L'engouement est considérable : 34 opéras et plus de 460 représentations seront donnés en neuf ans à la Royal Academy. Haendel y crée ses chefs-d'œuvre Giulio Cesare in Egitto, Ottone ou encore Radamisto. Ariosti et Bononcini connaissent eux aussi de grands succès entre 1720 et 1723, notamment avec Coriolano (Ariosti) et son sublime air « Sagri numi ». ROYAL HANDEL est un portrait musical de la première Royal Academy of Music. Eva Zaïcik et ses complices du Consort célèbrent la prodigieuse variété du génie haendélien et nous font découvrir des airs inédits d'Ariosti et de Bononcini : « On est saisi par le fantomatique ‘Stille amare’, l'irradiante furie d'‘Agitato da fiere tempeste’, la virtuosité de ‘Gelosia, spietata Aletto’, le virevoltant ‘L'aure che spira’, l'ascèse contrapuntique d’‘Ombra cara’ ou encore le poignant ‘Deggio morire’. »

ffff Télérama award

« Ce lent et difficile travail d'orfèvrerie révèle toute sa pertinence dans ce «Royal Handel, aux mediums d'une rare subtilité. Car si l'on y croise quelques inévitables vocalises virtuoses chères au Saxon, les arias privilégiant l'intériorité à l'étalage sont tout simplement admirables. Délicatesse du timbre, finesse du texte, théâtralité raffinée, Eva Zaïcik, cette alchimiste de la ligne qui «aime évoluer dans l'intime», sublime «Ah! Tu non sai» (Ottone), bouleverse «Stille amarre» (Tolomeo),. Quelle fine ciselure que tout cela, révèle l'inédit «Sagri numi» d'Ariosti. Quelle fine ciselure que tout cela, en équilibre parfait avec les musiciens du Consort de Justin Taylor. »
L'Echo - 4 étoiles
« ... la mezzo française et ses amis du Consort confirment avec bonheur leur singularité dans l'univers plus extraverti et plus spectaculaire de Händel. Y contribuent assurément le timbre d'Eva Zaïcik – rond, mordoré, chaleureux – et l'homogénéité exceptionnelle de sa voix, mais surtout sa forte personnalité et cette façon de faire entendre sa voix parlée dans sa voix chantée, le comble de l'art.
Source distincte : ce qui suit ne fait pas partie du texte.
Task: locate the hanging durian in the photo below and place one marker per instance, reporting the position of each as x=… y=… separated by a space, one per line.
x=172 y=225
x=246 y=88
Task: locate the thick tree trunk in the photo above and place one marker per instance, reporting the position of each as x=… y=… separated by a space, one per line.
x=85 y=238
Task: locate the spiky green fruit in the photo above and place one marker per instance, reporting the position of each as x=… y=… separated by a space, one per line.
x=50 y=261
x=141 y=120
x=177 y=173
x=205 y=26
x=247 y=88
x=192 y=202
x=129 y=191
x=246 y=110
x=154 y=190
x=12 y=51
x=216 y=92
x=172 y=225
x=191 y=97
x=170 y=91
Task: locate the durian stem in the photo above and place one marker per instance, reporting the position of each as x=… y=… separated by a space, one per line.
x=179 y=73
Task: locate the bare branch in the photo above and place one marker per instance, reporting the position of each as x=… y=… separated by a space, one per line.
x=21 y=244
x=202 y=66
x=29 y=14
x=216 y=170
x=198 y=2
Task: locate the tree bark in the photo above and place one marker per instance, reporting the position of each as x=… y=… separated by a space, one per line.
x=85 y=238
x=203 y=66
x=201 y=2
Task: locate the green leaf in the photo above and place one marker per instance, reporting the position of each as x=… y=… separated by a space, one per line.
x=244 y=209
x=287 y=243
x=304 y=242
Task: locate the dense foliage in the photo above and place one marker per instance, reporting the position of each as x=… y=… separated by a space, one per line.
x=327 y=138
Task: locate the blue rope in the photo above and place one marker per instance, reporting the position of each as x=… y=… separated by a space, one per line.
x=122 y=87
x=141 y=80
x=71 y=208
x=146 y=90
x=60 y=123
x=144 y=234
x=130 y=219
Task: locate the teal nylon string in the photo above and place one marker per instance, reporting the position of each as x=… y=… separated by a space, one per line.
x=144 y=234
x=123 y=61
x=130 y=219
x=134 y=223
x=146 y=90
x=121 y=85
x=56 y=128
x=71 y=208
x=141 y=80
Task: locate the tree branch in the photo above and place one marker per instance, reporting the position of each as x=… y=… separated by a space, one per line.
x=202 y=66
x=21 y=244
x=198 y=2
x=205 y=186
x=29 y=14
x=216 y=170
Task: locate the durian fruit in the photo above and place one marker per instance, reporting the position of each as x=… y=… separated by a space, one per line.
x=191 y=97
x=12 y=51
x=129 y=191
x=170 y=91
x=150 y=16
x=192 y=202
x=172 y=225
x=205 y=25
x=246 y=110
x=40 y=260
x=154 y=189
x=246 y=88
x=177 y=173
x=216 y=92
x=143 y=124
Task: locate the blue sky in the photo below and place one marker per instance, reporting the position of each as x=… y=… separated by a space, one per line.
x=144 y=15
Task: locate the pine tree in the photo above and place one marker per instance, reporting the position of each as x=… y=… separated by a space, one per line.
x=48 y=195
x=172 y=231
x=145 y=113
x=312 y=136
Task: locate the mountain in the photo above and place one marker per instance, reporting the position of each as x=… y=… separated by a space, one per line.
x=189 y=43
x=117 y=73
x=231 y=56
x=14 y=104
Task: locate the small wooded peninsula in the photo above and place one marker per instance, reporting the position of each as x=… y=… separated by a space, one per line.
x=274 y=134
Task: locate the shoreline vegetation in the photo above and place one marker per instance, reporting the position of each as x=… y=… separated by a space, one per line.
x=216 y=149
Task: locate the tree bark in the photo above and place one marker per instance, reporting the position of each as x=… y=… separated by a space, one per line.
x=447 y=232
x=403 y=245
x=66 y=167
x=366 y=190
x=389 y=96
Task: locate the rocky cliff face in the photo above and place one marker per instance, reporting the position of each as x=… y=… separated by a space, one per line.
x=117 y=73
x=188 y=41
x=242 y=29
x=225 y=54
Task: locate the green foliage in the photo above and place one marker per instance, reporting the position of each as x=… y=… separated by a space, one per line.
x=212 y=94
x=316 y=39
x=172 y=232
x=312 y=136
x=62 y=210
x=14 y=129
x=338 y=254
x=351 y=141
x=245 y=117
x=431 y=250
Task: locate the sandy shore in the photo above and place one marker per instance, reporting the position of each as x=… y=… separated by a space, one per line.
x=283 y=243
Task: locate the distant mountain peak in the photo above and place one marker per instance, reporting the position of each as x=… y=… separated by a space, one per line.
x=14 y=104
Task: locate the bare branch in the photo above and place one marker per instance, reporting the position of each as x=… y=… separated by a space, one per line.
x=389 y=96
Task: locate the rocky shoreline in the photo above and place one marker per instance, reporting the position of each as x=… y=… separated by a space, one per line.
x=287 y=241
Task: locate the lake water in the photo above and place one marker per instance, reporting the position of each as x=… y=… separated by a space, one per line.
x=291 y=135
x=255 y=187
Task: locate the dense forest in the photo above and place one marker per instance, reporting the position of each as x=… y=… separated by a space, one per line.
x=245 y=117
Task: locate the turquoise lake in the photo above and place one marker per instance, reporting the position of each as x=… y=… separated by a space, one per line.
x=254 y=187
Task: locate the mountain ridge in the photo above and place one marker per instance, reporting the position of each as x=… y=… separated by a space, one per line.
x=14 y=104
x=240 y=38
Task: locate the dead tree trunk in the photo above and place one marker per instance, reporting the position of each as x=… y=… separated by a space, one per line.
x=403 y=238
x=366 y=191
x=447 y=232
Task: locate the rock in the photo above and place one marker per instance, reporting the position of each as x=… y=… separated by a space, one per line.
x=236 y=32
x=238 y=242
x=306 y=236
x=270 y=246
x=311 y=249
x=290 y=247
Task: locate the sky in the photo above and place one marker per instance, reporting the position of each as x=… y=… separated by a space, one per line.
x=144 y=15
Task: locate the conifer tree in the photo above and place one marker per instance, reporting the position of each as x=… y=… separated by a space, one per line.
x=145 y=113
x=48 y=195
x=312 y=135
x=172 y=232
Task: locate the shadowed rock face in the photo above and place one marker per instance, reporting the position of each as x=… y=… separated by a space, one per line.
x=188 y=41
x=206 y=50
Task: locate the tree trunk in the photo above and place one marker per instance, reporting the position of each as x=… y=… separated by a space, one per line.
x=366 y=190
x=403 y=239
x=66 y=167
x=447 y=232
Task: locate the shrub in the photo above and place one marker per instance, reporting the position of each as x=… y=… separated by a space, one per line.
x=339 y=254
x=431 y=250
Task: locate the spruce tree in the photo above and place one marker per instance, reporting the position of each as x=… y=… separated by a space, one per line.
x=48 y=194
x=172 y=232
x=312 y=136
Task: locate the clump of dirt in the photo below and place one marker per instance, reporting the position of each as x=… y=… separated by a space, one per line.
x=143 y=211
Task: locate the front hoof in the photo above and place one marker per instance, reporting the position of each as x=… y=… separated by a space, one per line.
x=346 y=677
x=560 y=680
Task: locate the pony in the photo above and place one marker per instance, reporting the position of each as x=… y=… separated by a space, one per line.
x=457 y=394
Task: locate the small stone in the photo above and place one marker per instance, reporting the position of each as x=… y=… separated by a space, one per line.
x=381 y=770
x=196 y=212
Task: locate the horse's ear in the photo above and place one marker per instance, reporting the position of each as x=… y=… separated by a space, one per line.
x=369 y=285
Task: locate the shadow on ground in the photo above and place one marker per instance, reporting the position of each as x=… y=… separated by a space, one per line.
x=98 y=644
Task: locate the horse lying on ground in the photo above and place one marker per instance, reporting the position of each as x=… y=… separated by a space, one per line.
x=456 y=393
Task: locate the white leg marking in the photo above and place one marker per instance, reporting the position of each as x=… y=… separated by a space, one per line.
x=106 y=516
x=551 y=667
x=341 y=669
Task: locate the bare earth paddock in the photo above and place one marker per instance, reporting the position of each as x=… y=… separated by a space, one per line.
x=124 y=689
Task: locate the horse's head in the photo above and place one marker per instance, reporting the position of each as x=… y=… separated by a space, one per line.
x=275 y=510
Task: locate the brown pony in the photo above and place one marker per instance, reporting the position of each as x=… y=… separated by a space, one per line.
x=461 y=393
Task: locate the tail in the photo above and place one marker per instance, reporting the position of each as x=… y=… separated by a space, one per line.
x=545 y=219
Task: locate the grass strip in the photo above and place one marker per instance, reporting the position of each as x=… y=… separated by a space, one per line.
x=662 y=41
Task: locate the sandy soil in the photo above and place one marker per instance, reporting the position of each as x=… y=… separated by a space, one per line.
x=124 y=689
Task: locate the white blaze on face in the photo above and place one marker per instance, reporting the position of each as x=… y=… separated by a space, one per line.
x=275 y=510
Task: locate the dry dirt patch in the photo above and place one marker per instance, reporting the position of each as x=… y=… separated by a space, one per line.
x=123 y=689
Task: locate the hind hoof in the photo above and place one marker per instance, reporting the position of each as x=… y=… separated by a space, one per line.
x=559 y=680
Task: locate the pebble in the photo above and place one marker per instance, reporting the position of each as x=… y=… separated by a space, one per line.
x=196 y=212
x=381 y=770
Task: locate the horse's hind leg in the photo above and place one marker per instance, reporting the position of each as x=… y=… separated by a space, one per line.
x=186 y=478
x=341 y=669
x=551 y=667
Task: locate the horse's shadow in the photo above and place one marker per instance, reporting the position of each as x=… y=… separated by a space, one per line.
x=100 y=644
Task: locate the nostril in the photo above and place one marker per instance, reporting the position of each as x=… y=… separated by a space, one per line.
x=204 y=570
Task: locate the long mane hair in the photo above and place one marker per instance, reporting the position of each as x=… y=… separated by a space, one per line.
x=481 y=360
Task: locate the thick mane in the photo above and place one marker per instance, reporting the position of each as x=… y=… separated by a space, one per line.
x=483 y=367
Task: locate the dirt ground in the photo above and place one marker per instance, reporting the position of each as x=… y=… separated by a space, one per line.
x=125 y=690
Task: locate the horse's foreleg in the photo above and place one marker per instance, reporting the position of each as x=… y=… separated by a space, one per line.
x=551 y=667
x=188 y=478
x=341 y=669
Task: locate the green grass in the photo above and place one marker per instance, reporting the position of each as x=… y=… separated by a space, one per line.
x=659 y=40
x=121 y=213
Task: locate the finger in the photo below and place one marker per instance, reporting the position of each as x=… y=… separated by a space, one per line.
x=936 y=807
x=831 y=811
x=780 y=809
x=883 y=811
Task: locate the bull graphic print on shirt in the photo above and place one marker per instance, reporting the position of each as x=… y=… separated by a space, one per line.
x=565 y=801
D'une noblesse et d'une élégance souveraines, son approche musicale n'exclut ni l'engagement ni l'émotion, mais toujours par des voies de maîtrise et dans une distance située à des galaxies de l'art d'une Bartoli (par exemple). Tout cela en phase avec des musiciens raffinés et virtuoses, unis à elle dans les moindres inflexions et jusque dans les couleurs de son chant. »
La Libre Belgique ***
« Beau, émouvant, juste, inédit : Royal Handel est une belle réussite. ... Agile interprète, Eva Zaïcik se joue de différents personnages qu'elle incarne, des différentes atmosphères, avec agilité et panache. Ainsi, elle parvient à toucher aussi bien dans la simplicité que dans les moments plus virtuoses. Dans l'euphorie ou l'apaisement. Une réussite qui doit aussi beaucoup à la complicité de la mezzo française et du Consort, qui l'accompagne de manière juste et équilibrée. Un des incontournables de ce début d'année ! »
MAD Le Soir ****
« [...] et en prime, du même ouvrage, l'air « Sagri numi », salué à juste titre par Le Consort comme « sublime » — qualificatif qu'on attribue sans hésiter à l'interprétation d'Eva Zaïcik… forcément sublime ! Franck Mallet »
Musikzen
« ...Eva Zaïcik retrouve le Consort pour un autre récital complice et très épanoui, au cours duquel cet ensemble créé par le claveciniste Julien Taylor, qui fait partie de la présente aventure, brille de mille feux dans des alternances de subtile virtuosité et de finesse émotionnelle. .... D'Ariosti et de son Caio Marzio Coroliano de 1723, dont la notice dit qu'il vole presque la vedette à Haendel cette année-là, on entend un sublime Sagri numi, dans lequel Vetturia implore les dieux de défendre son fils innocent. Eva Zaïcik y déploie toute une gamme de sentiments charismatiques, qui seront caractéristiques de toute sa prestation. De Bononcini, le très bref air (1.48) Strazio, scempio, furia e morte, tiré de Crispo (1722), évoque avec beaucoup de noblesse le tourment et la colère d'un cœur meurtri. La voix d'Eva Zaïcik, à la projection bien contrôlée, dans un registre chaleureux et profond, capable de sonorités soyeuses et doucement colorées, se prête à merveille à ces expressions où la ferveur s'unit à la qualité de l'accentuation. ... la cantatrice est toujours à l'aise pour traduire avec une impeccable hauteur souveraine les aspects les plus touchants et les plus éloquents de ce magnifique panorama qui donne de la première Académie londonienne un paysage terriblement convaincant. L'enregistrement de cet ensemble de petits bijoux a été effectué à Paris en juin 2020 au Temple du Saint Esprit. Celui-ci a bien soufflé en ces moments de grâce… »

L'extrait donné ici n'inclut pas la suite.